9 DELIVERY. Any time of delivery quoted is an estimate only of when the goods will be available for delivery and the Seller shall not be liable in any way for failure or delay in delivery of any goods or services for any cause beyond the Seller’s control and the Purchaser shall accept and pay for the goods as and when due, not withstanding any such failure to deliver within the stated time.
10 STORAGE. The Seller shall only store invoiced goods for a maximum of 30 days from the Invoice date – after this date the Purchaser must make arrangements to have goods removed from the Seller’s premises or the Purchaser will pay a storage fee of $50 per day, unless previous arrangements have been negotiated between the Seller and Purchaser at the time of the acceptance of the order.
11 WARRANTIES. All Vicpole manufactured products and Candela manufactured luminaires are guaranteed for five years to be free from defects in workmanship and materials. The seller’s liability for any defective goods and/or services will be limited to any one of the following as determined by the Seller at the Seller’s absolute discretion:- Replacement of goods or repairing the goods or providing the services again, but the Seller will not be liable to the purchaser if any defect is caused by the purchaser’s misuse, neglect or fair wear and tear or any unauthorised repairs and/or modifications made to the product. Repaired or replaced goods will be returned to the original point of delivery. The Seller is not liable to the Purchaser for the cost of un-installing the defective goods and re-installation of the repaired or replaced goods. The Seller makes no warranty or representation regarding the quality nature or fitness for any particular purpose of any goods and/or services. Where the Seller is not supplying the item (eg. Light Fitting) that is to match-fit with the Seller’s product then the onus is on the Purchaser to provide the Seller with the correct & current mounting specifications of the item. Any advice recommendation or assistance provided by the Seller to the Purchaser in relation to any goods and/or services is provided in good faith without liability or the responsibility to the Purchaser. The Purchaser should satisfy itself in all regards concerning any goods and/or services to be provided by the Seller to the Purchaser. To provide protection to the goods during transport, the Seller may wrap the goods in protective coverings. In order to preserve the paint warranty, the Purchaser must remove such coverings upon delivery of the goods, and must not store the goods in those protective coverings.

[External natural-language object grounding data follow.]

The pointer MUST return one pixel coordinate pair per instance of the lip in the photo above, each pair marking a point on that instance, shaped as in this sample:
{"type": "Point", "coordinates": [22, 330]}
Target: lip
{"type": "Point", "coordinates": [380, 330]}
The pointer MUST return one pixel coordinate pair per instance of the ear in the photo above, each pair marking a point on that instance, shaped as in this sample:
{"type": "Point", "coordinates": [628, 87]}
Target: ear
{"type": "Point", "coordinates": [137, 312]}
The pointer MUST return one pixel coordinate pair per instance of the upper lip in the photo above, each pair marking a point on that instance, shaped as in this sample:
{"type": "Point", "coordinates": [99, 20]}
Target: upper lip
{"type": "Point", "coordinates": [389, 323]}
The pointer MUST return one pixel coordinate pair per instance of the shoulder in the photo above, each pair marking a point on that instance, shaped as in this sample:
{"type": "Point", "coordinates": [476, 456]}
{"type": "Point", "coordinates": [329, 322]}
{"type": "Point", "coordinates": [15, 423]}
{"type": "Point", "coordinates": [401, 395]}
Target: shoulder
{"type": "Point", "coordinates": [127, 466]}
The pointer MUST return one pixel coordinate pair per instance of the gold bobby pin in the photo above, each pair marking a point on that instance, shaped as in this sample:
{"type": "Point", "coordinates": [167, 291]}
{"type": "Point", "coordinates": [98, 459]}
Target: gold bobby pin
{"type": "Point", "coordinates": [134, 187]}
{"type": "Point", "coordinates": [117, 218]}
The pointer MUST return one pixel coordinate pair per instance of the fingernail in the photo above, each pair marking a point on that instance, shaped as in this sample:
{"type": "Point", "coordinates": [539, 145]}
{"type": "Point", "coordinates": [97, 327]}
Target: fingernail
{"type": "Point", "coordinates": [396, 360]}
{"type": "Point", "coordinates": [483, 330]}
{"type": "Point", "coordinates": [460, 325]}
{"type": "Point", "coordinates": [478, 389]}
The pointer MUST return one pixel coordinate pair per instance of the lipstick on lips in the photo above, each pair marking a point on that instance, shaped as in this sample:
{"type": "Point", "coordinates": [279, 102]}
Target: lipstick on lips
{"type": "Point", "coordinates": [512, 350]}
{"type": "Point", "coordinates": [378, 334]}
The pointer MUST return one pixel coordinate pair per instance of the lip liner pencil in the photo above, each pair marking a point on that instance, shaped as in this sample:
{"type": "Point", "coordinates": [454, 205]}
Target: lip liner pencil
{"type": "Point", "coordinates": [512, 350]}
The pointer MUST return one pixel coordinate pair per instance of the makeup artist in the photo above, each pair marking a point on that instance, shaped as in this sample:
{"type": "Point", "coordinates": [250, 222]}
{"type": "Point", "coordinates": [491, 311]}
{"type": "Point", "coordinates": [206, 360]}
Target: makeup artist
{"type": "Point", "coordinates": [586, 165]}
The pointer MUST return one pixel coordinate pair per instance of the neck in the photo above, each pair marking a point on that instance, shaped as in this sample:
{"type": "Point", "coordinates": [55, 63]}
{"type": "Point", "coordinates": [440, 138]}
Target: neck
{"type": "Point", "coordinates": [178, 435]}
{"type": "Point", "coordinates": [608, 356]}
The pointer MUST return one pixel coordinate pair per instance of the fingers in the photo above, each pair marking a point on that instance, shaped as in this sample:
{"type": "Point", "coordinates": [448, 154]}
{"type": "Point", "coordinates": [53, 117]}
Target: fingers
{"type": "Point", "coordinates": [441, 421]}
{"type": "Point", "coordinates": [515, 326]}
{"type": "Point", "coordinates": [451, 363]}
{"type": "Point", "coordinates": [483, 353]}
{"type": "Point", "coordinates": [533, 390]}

12 MEASUREMENTS. Measurements shown on drawings supplied to the Purchaser are nominal only and may not necessarily be the finished size of the product.
13 LEGAL PROVISIONS. These terms and conditions and all dealing between the parties shall be governed by the laws of the State of Victoria. If any of these terms or conditions are invalid or unenforceable it is excluded and the remaining terms and condition shall not be affected. Each term and condition shall be enforceable to the maximum extent permitted by law. Waiver by the seller of strict performance of any of these terms and
conditions by the purchaser will not be deemed waiver of any of their Seller’s rights in respect of any later default by the Purchaser in respect of the same or any other term or condition. The warranties or other agreements made by the parties or any modification or variation will only bind the Seller if made in writing and signed on its behalf by a duly authorised officer.